The 10 Biggest Cloud Outages Of 2014 (So Far)
No Cloud Is Perfect
Computers, like people, are never perfect. But the expectation with clouds is that the servers businesses and consumers rely on are up and smoothly running 99.999 percent of the time. That's just 5.26 minutes of downtime per year.
But outages happen. Here are some of the most notable so far this year, in chronological order.
Dropbox, Jan. 10
The cloud storage company underwent a global outage beginning at about 8:30 pm EST.
In a postmortem, Dropbox said it was upgrading the OS on some of its machines that store databases used for features like photo album sharing and camera uploads, but not its core business of file storage. A subtle bug in the upgrade script tried to reinstall an OS on an active machine, and the system went haywire.
The Dropbox website returned server error messages and desktops and mobiles wouldn't file sync.
Most of the service was recovered from backups within three hours, but full core service was not fully restored for two days.
Samsung , April 21
A fire erupted Easter morning at a datacenter in Gwacheon, South Korea, and Samsung smartphones and tablets around the world were painfully separated from their data for the next several hours.
The fourth floor inferno also caused problems with credit card services, Samsung's Smart TV and other devices that use Samsung servers.
Experts wondered why so many servers were centralized in one location and why no redundancy with other sites was built into the system.
Adobe Creative Cloud, May 14
The online versions of Adobe's most popular applications were unavailable for more than 24 hours, beginning in the early evening of May 14 when subscribers on the East Coast reported having trouble signing into the service.
Adobe blamed the outage on a system maintenance problem, and all was well the following afternoon.
Adobe's Creative Cloud totals 16 applications, including Photoshop, Acrobat, InDesign and Premiere Pro.
Internap, May 16
An uninterruptable power supply system failed at Internap's New York City datacenter after a utility power outage blacked out the region. The cloud service provider went down at 3 a.m., impacting customers using colocation and IP connectivity services.
Internap remained down for seven hours.
The outage took out streaming video platform Livestream and the StackExchange network of sites popular among developers.
Joyent, May 27
Cloud service provider Joyent saw its East Coast datacenter go down because of an error a system administrator initiated during a remote capacity upgrade.

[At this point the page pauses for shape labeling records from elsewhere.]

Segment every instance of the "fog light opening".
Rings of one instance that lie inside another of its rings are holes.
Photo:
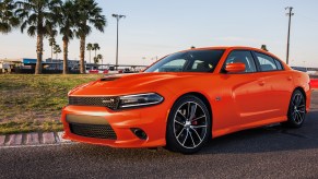
[[[139,128],[131,128],[130,129],[131,132],[139,139],[141,140],[146,140],[148,136],[146,136],[146,133],[142,130],[142,129],[139,129]]]

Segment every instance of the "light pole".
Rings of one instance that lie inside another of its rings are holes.
[[[288,15],[288,34],[287,34],[287,52],[286,52],[286,63],[288,64],[288,59],[290,59],[290,35],[291,35],[291,20],[292,20],[292,15],[294,15],[294,13],[292,13],[293,11],[293,7],[286,7],[285,10],[288,10],[290,12],[286,13],[286,15]]]
[[[122,17],[126,17],[126,15],[120,15],[120,14],[113,14],[114,17],[117,20],[117,45],[116,45],[116,70],[118,69],[118,24],[119,20]]]

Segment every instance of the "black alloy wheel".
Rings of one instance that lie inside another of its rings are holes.
[[[211,136],[211,117],[207,105],[187,95],[173,106],[167,123],[167,148],[191,154],[198,152]]]

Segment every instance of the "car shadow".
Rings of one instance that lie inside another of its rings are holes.
[[[211,140],[200,154],[266,153],[318,148],[318,111],[307,114],[299,129],[281,124],[245,130]]]
[[[316,119],[316,120],[315,120]],[[304,126],[291,129],[281,124],[245,130],[211,140],[195,155],[208,154],[246,154],[279,151],[318,148],[318,111],[307,115]],[[148,148],[111,148],[107,146],[78,143],[66,147],[70,153],[81,153],[95,159],[136,159],[150,160],[180,157],[163,147]]]

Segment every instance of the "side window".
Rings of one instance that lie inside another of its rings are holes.
[[[234,50],[232,51],[226,61],[225,65],[228,63],[240,62],[245,64],[245,72],[256,72],[256,65],[250,51]]]
[[[278,67],[278,70],[284,70],[284,68],[283,68],[282,63],[280,62],[280,60],[274,59],[274,61],[275,61],[275,64]]]
[[[179,72],[179,71],[182,71],[185,63],[186,63],[185,59],[175,59],[175,60],[172,60],[172,61],[165,63],[163,67],[157,69],[155,72],[166,72],[166,71]]]
[[[255,52],[255,55],[256,55],[257,60],[260,64],[261,71],[278,70],[276,63],[275,63],[273,58],[271,58],[270,56],[263,55],[263,53],[259,53],[259,52]]]

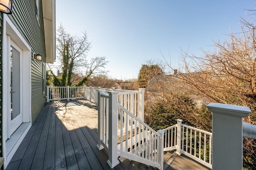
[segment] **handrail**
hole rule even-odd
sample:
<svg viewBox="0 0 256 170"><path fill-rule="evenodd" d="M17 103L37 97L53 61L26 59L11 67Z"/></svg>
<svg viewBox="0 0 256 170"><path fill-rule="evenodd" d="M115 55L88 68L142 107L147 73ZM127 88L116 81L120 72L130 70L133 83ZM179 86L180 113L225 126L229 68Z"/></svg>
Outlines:
<svg viewBox="0 0 256 170"><path fill-rule="evenodd" d="M165 132L164 150L176 150L177 153L212 168L212 133L182 121L178 119L177 124L163 130Z"/></svg>
<svg viewBox="0 0 256 170"><path fill-rule="evenodd" d="M167 130L170 129L171 129L172 128L174 128L174 127L177 127L177 124L176 124L176 125L173 125L172 126L170 126L169 127L167 127L167 128L166 128L165 129L163 129L163 131L166 131Z"/></svg>
<svg viewBox="0 0 256 170"><path fill-rule="evenodd" d="M130 91L130 92L120 92L119 93L118 93L118 95L122 95L123 94L138 94L138 93L140 92L140 91Z"/></svg>
<svg viewBox="0 0 256 170"><path fill-rule="evenodd" d="M159 137L160 137L161 136L161 135L159 135L158 133L158 132L157 132L156 131L155 131L153 129L152 129L152 128L151 128L150 126L149 126L149 125L148 125L146 124L145 123L145 122L144 122L144 121L142 121L141 120L140 120L140 119L138 118L137 117L137 116L135 116L133 114L132 114L132 113L131 113L130 111L129 110L127 110L126 109L125 107L124 107L124 106L122 106L120 104L119 104L119 107L120 108L121 108L122 110L123 110L124 111L125 111L126 112L128 113L130 116L132 117L135 120L136 120L137 121L139 121L140 123L141 124L142 124L142 125L144 126L147 128L149 130L150 130L152 131L154 133L156 133L158 135L158 136Z"/></svg>
<svg viewBox="0 0 256 170"><path fill-rule="evenodd" d="M156 131L122 105L118 108L121 132L118 156L162 170L164 131Z"/></svg>

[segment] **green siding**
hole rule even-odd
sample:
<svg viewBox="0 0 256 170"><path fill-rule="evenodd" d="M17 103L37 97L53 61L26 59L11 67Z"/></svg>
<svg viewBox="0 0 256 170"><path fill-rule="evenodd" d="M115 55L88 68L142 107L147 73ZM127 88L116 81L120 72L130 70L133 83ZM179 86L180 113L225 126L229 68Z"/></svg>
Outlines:
<svg viewBox="0 0 256 170"><path fill-rule="evenodd" d="M0 13L0 157L2 157L3 154L2 151L2 56L3 51L2 50L3 44L3 14Z"/></svg>
<svg viewBox="0 0 256 170"><path fill-rule="evenodd" d="M31 110L32 122L38 115L45 101L43 94L42 68L46 65L45 43L42 0L39 0L39 21L35 15L35 0L14 1L10 18L32 49L32 52L42 56L42 61L31 61ZM45 75L44 75L45 76ZM46 78L45 78L46 79Z"/></svg>

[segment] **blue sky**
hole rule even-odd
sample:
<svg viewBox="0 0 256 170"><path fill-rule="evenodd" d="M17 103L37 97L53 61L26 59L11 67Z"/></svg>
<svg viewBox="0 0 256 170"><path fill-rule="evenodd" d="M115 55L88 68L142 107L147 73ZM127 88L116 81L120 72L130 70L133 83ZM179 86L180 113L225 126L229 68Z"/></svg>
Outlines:
<svg viewBox="0 0 256 170"><path fill-rule="evenodd" d="M254 0L56 0L56 26L79 36L86 30L88 57L105 56L113 78L136 78L142 64L163 60L178 67L182 49L201 55L232 31Z"/></svg>

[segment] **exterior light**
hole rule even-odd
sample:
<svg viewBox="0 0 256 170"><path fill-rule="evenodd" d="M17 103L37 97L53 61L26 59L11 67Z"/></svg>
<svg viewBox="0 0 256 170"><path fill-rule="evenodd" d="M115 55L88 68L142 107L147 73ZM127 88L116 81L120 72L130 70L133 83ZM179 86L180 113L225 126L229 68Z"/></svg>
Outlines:
<svg viewBox="0 0 256 170"><path fill-rule="evenodd" d="M42 61L42 55L40 55L40 54L34 54L34 57L35 60L36 60L38 61Z"/></svg>
<svg viewBox="0 0 256 170"><path fill-rule="evenodd" d="M7 14L11 14L13 0L0 0L0 11Z"/></svg>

According to Joyent's postmortem, the operator was performing routine upgrades when he inadvertently caused all East Coast API systems and customer instances to be rebooted simultaneously that afternoon.

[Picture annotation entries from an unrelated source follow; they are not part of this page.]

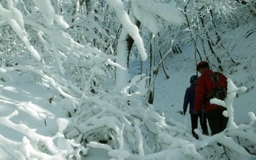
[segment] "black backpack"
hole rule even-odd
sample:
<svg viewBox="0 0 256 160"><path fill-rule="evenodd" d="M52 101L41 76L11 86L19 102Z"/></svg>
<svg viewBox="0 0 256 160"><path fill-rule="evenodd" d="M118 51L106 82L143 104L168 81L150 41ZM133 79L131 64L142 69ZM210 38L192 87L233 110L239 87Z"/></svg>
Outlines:
<svg viewBox="0 0 256 160"><path fill-rule="evenodd" d="M210 99L216 98L224 100L227 97L227 88L219 86L219 73L214 72L214 74L207 74L211 77L211 79L215 83L216 87L212 90L212 92L206 96L205 100L209 101Z"/></svg>

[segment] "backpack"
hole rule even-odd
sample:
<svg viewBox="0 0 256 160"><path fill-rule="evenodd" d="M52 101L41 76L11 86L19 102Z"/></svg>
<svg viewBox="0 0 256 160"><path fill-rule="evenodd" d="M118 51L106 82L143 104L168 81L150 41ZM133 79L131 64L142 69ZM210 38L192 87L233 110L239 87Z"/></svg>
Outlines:
<svg viewBox="0 0 256 160"><path fill-rule="evenodd" d="M227 97L227 88L219 86L219 73L214 72L214 74L207 74L211 77L211 79L215 83L216 87L205 97L205 100L209 101L210 99L216 98L220 100L224 100Z"/></svg>

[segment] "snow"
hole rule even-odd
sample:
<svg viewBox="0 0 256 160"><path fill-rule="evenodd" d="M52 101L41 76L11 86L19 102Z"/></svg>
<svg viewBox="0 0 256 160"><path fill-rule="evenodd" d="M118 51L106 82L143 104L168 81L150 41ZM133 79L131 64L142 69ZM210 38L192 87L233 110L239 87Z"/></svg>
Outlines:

Minimum downtime was 20 minutes and most customers were up and running within half an hour, but a small number waited more than two hours to get back into the system because of a bug in a network card driver running on some of the legacy hardware platforms.
Microsoft Lync, June 23
The instant messaging and VoIP service, part of the Office 365 suite of cloud-based business products, went down on June 23 in much of North America before noon EST.
For some users, the outage, which Microsoft said was caused by "external network failures," lasted up to eight hours.
Microsoft said connectivity was restored in minutes, but an ensuing traffic spike overloaded their network and extended the outage. Customers complained Microsoft was not keeping them apprised of what was happening.
Microsoft Exchange, June 24
With the Lync outage fresh in the minds of Microsoft users, Microsoft's hosted email service, Exchange Online, suffered a similar fate the next day. Microsoft said the back-to-back Office 365 failures were unrelated.
The Exchange outage, which kept some customers out of their email for up to nine hours that Tuesday, was caused by an "intermittent failure in a directory role that caused a directory partition to stop responding to authentication requests," according to Microsoft.
The Lync and Exchange outages were aggravated by comments Microsoft tweeted the very next day -- and later conceded were ill-timed -- in which the company boasted about its speedy customer support.
Verizon Wireless, June 27
Verizon Wireless suffered a widespread outage that brought down parts of its billing system, preventing customers from being able to access their online accounts, pay bills or, in some cases, upgrade their phones.
The system-wide outage lasted about a day, not only impacting customers who use the My Verizon online portal, but also Verizon's own retail stores.
No-IP.com Seizure Outages, June 30
While probably not as significant an outage when measured on a scale of economic productivity, this one was more infuriating because it was caused by an intentional act.
Microsoft, citing cybercrime perpetrated against its users, seized 23 domains from No-IP.com, a Reno, Nev.-based provider of free dynamic DNS services. In doing so, the software giant also took out service for 1.8 million legitimate No-IP.com customers for more than two days.
Among them was SonicWall, a network security vendor acquired by Dell in 2012, which said hundreds of its customers, including buildings that run security surveillance cameras using No-IP.com's dynamic DNS service to relay video feeds, were offline.
A federal court transferred DNS authority over the domains to Microsoft, which argued they were launching pads for malware attacks.
Autotask, July 1-2
Capacity spikes caused two separate failures at data centers powering CRM and business IT provider Autotask.
The system went down the evening of July 1, at which point engineers added more virtual cores to the web tier. But the CPU problems continued, and the system failed again the next day.